Is it time for your annual mammogram?
This is a public service announcement for our female readers over the age of 40 or anyone who has a woman they know and/or love. For women over 40, it’s that time of year to visit your doctor and discuss scheduling your mammogram, that is, scheduling an X-ray picture of your breasts.
So why is it so important for women to schedule an annual mammogram? Doctors use a mammogram to look for early signs of breast cancer. Receiving a regular annual mammogram is the best test doctors have in their “tool box” to find breast cancer early, sometimes up to three years before it can be felt when giving yourself a manual self breast exam.
The American Cancer Society recommends scheduling an annual mammogram beginning at the age of 45. However, for African American women, the suggested age is 40. Black and white women have the same overall rates of breast cancer, Black women are 20% to 40% more likely to die from breast cancer. Thus making Black women a high-risk group by the American College of Radiology and the Society of Breast Imaging.
In addition to regular breast screenings, the Journal of the American College of Radiology issued some recommendations for decreasing one’s risk for breast cancer, which include maintaining a healthy weight, exercising every day, limiting or avoiding alcohol, not smoking, and eating a healthy diet that’s low in processed foods, sugar and trans fats.
The Sister’s Network, a national African American Breast Cancer Survivorship Organization, recommends three steps for early detection. First, a monthly breast self-exam (BSE) starting at age 20. Second, a clinical breast examination by a trained medical professional every 2-3 years beginning at age 20, and annually after age 40. And lastly, a mammography screening every one to two years for women ages 35-40. And if your mother or sister has had breast cancer, you may need to get a mammogram earlier and more frequently.
It is imperative we decrease the stigma and silence surrounding breast exams and breast health. We must ask the women in our lives if they are receiving their annual exams from their physicians or at a clinic or Planned Parenthood. Some women have heard horror stories of painful mammograms and a process that is less than welcoming. We must continue to share our mammogram stories and encourage others to schedule their appointments.
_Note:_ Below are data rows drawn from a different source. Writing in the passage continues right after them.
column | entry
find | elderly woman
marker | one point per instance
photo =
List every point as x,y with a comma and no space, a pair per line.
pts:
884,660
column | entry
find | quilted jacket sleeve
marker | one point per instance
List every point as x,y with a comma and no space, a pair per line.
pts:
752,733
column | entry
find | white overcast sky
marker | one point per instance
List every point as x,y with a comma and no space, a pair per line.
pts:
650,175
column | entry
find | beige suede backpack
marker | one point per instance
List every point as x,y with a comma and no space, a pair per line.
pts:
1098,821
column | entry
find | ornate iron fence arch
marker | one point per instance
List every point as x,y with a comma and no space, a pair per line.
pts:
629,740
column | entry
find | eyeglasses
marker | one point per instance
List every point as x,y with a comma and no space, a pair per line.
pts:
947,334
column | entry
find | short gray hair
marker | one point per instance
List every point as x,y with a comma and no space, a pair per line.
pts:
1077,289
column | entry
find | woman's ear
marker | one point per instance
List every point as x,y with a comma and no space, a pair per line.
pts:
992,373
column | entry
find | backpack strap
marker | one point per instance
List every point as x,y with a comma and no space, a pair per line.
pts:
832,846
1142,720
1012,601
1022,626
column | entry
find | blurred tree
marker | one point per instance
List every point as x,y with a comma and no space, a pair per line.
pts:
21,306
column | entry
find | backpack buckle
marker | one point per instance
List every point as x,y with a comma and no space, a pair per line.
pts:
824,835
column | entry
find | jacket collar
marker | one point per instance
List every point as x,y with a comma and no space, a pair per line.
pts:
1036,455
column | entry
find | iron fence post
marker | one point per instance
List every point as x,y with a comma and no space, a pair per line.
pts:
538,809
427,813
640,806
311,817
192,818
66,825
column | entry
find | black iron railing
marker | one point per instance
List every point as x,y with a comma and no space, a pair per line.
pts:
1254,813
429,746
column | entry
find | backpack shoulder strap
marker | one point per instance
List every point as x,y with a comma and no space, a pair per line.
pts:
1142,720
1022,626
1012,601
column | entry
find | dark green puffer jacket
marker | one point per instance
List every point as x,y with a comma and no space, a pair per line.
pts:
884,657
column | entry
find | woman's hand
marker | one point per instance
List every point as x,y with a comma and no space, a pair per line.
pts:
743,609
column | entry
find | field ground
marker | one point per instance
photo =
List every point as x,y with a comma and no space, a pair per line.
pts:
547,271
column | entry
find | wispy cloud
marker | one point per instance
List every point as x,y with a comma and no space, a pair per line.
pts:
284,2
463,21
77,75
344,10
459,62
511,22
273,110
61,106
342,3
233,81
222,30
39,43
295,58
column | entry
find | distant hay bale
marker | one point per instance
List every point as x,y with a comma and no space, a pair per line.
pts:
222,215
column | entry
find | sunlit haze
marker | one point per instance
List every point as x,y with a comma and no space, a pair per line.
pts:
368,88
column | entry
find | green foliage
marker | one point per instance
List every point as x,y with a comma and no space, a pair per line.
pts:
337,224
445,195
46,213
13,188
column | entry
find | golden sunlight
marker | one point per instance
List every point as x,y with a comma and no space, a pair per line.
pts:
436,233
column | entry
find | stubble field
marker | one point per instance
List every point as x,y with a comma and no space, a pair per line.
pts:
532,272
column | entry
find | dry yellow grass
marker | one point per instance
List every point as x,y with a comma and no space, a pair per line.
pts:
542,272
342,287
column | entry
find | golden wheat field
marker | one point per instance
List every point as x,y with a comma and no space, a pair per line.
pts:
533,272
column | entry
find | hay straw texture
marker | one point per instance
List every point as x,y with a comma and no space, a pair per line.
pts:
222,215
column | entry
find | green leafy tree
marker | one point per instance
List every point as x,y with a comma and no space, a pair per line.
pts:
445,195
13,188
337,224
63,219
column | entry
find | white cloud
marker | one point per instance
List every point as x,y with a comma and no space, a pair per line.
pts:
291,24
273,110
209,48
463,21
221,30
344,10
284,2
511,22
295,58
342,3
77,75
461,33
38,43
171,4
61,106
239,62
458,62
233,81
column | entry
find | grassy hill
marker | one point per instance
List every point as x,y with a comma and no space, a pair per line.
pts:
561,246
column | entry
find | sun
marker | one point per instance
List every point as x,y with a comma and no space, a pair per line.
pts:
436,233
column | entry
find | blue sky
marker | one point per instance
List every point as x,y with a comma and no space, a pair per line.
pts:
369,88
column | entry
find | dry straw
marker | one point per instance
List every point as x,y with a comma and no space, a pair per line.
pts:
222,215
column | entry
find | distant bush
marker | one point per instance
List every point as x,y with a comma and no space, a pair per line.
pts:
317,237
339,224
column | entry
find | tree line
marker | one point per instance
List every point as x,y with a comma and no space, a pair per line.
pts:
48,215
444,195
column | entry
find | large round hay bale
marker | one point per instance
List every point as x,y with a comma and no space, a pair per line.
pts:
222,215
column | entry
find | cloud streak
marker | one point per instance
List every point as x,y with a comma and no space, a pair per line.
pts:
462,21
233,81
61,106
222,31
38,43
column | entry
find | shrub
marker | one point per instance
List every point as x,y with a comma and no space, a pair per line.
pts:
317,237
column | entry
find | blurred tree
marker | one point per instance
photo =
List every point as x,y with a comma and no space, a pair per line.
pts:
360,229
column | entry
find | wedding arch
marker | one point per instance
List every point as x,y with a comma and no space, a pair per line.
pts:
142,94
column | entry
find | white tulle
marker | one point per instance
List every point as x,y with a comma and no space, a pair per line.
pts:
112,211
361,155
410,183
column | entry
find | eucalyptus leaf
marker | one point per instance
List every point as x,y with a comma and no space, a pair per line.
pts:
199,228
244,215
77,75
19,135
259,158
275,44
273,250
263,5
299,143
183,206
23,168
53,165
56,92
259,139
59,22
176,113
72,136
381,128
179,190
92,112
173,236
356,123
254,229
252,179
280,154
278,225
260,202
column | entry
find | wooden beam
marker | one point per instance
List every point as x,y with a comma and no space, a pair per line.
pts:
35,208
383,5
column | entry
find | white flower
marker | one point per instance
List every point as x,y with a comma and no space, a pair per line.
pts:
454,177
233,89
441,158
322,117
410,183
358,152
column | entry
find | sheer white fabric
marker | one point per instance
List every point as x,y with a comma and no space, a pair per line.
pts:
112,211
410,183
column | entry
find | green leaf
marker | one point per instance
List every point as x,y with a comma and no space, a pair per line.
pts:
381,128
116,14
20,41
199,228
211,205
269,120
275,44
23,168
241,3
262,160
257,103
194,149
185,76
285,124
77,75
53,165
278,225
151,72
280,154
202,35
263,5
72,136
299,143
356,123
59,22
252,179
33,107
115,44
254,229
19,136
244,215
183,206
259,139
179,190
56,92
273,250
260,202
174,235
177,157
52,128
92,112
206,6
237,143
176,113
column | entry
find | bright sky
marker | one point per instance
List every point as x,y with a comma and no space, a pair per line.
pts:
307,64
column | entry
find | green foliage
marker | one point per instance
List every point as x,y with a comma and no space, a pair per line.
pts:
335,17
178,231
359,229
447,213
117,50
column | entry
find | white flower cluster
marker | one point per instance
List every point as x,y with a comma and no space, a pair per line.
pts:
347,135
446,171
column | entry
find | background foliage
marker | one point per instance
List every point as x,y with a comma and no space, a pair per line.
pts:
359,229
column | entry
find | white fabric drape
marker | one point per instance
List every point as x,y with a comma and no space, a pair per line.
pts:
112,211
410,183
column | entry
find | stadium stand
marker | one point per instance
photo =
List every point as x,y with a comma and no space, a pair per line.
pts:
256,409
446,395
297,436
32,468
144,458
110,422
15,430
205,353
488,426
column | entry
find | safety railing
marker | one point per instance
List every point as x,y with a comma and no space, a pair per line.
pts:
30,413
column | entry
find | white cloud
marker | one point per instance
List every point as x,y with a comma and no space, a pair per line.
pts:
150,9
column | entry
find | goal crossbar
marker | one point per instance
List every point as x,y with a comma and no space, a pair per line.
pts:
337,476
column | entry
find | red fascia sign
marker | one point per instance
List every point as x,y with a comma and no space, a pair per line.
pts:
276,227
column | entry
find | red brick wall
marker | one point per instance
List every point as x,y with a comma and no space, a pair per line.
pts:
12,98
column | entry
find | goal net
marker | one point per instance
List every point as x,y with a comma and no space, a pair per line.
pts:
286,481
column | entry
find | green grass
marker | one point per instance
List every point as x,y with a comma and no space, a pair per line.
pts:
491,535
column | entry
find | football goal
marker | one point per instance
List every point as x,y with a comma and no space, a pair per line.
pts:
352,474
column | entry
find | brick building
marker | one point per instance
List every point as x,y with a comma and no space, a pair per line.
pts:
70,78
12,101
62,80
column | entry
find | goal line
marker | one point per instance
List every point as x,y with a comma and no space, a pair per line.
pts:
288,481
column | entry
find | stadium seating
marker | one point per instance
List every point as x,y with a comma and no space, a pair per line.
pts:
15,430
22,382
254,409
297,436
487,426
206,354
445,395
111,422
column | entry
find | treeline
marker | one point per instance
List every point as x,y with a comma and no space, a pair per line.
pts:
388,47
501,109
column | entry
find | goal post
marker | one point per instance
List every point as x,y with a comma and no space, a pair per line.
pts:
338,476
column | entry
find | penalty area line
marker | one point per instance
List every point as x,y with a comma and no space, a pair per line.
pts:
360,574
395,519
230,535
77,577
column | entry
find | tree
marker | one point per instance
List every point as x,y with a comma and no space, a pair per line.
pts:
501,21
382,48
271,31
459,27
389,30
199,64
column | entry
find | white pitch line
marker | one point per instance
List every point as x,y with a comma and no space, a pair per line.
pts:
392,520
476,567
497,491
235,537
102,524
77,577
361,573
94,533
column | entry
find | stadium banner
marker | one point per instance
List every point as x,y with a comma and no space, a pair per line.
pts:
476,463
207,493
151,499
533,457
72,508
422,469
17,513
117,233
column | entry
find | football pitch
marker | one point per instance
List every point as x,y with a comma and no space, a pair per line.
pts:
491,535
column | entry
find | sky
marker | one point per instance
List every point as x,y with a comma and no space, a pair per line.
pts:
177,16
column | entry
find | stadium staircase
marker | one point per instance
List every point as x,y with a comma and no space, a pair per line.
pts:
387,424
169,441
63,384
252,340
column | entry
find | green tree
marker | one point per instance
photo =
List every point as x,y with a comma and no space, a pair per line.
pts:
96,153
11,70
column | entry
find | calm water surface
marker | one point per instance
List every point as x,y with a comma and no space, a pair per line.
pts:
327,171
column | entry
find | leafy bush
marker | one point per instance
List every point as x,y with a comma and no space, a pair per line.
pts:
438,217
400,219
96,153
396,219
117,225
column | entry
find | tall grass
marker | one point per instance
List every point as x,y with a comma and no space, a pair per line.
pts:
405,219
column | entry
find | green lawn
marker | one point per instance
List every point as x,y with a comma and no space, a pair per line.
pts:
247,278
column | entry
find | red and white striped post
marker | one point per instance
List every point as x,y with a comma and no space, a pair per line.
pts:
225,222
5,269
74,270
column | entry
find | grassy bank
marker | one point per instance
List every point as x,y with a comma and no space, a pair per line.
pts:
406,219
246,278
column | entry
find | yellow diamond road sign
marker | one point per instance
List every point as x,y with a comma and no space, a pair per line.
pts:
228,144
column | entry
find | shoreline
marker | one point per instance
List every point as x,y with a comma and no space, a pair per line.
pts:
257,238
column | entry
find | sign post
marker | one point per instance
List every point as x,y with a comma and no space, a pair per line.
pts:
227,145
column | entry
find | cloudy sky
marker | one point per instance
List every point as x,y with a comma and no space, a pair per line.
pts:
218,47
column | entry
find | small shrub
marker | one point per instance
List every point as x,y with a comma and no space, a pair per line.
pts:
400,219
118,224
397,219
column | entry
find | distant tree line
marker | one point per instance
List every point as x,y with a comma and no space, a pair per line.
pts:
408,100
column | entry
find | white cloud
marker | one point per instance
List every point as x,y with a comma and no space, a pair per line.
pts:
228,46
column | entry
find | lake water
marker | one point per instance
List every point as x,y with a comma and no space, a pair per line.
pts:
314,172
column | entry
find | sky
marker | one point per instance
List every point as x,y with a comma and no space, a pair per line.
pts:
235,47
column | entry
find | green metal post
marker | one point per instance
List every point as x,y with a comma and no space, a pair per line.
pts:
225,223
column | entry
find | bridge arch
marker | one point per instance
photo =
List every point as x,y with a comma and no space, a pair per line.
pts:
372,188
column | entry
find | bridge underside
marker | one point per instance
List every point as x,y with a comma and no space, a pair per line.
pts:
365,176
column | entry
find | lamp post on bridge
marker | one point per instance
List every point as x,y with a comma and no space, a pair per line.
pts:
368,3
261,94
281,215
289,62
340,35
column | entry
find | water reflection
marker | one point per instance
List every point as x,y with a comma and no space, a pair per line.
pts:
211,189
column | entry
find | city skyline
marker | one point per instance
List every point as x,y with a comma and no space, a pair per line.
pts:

Five minutes of slight discomfort during the exam can literally save a life.
My family has made getting a mammogram an annual event where we let others know about our appointments and receive encouragement and support. It is my hope that you will encourage the women in your life to schedule their annual mammogram and spread the word about breast exams and breast health.
Christina Greer, Ph.D., is an associate professor at Fordham University, the author of “Black Ethnics: Race, Immigration, and the Pursuit of the American Dream,” and the co-host of the podcast FAQ-NYC and also What’s in It for Us podcast.